Segundo a recomendação do MPF, um parecer técnico do Ministério dos Direitos Humanos e da Cidadania (MDHC) concluiu que as condições da cessão foram descumpridas, o que justifica a reversão do imóvel ao patrimônio federal.
Mobilização nas redes
Nas redes sociais, movimentos sociais têm se mobilizado para que o prédio seja transformado nesse importante espaço de memória da história recente do país.
Jandyra Uehara, secretária nacional de Políticas Sociais e Direitos Humanos da CUT, afirma que os locais de repressão do regime militar, onde presos políticos foram torturados e interrogados, não podem ser esquecidos ou apagados na história.

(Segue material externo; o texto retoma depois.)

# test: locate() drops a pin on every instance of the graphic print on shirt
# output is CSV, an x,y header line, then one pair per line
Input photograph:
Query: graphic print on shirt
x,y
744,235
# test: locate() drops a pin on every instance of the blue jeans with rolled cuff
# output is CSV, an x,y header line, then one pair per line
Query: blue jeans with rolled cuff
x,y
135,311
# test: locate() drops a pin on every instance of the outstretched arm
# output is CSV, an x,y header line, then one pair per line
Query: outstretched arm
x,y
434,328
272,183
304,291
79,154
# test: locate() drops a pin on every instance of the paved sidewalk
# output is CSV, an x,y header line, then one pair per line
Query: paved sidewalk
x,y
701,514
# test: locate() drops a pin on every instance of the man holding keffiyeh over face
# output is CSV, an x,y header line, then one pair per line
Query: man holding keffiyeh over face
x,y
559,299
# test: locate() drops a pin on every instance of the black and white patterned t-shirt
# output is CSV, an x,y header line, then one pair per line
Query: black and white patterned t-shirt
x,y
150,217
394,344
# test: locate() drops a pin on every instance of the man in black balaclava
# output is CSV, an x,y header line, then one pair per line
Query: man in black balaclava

“Eles precisam ser ressignificados como espaços de resistência, lembrança e aprendizado para as futuras gerações. Converter o local em centro de memória em defesa dos direitos humanos e dos grupos sociais vítimas da violência de Estado cometidas por lá, é afirmar o compromisso do Estado brasileiro com a verdade, a democracia e os direitos humanos”, afirma Jandyra.
Ver esta publicação no Instagram Uma transformação em um centro de memória é uma medida de justiça e reparação histórica. Lá foram encontrados elementos de memória ainda preservados, como antigas carceragens e documentação original- Jandyra
Memória
O prédio fica na esquina das ruas da Relação e dos Inválidos, no centro histórico do Rio de Janeiro. O imóvel foi doado ao extinto Estado da Guanabara na década de 1960, sob a condição de uso para fins policiais e com obrigação de preservação.
No entanto, o prédio está abandonado há mais de 15 anos e em estado de conservação precário. A partir dos anos de 1980, o edifício, de responsabilidade da Polícia Civil do RJ, foi sendo desativado aos poucos e está sem qualquer uso desde 2009.
A estrutura tem se desgastado rapidamente e, do lado de fora, os sinais de abandono são evidentes. Quarenta anos depois do fim da ditadura militar, a carceragem do DOPS ainda existe. No local, ficavam as celas para os homens, incluindo as solitárias.
Desde o final do ano passado, a única movimentação dentro do prédio é a de voluntários dos movimentos que lutam pela preservação da memória.
Eles passaram a recolher e recuperar documentos que estavam jogados e abandonados. Entre eles, encontraram registros históricos importantes: fichas de agentes do DOPS.
História
O prédio tem profundo valor simbólico, histórico e político. Sede da Polícia Central desde o início do século XX, foi um espaço importante de onde saíram políticas de criminalização da população negra no pós-abolição, por vadiagem, capoeiragem e outros crimes, principalmente um centro de tortura durante a ditadura.
A perseguição de religiões de matriz africana gerou apreensões de objetos sagrados cuja liberação só foi possível em 2020, após a Campanha Liberte Nosso Sagrado, com atuação do MPF.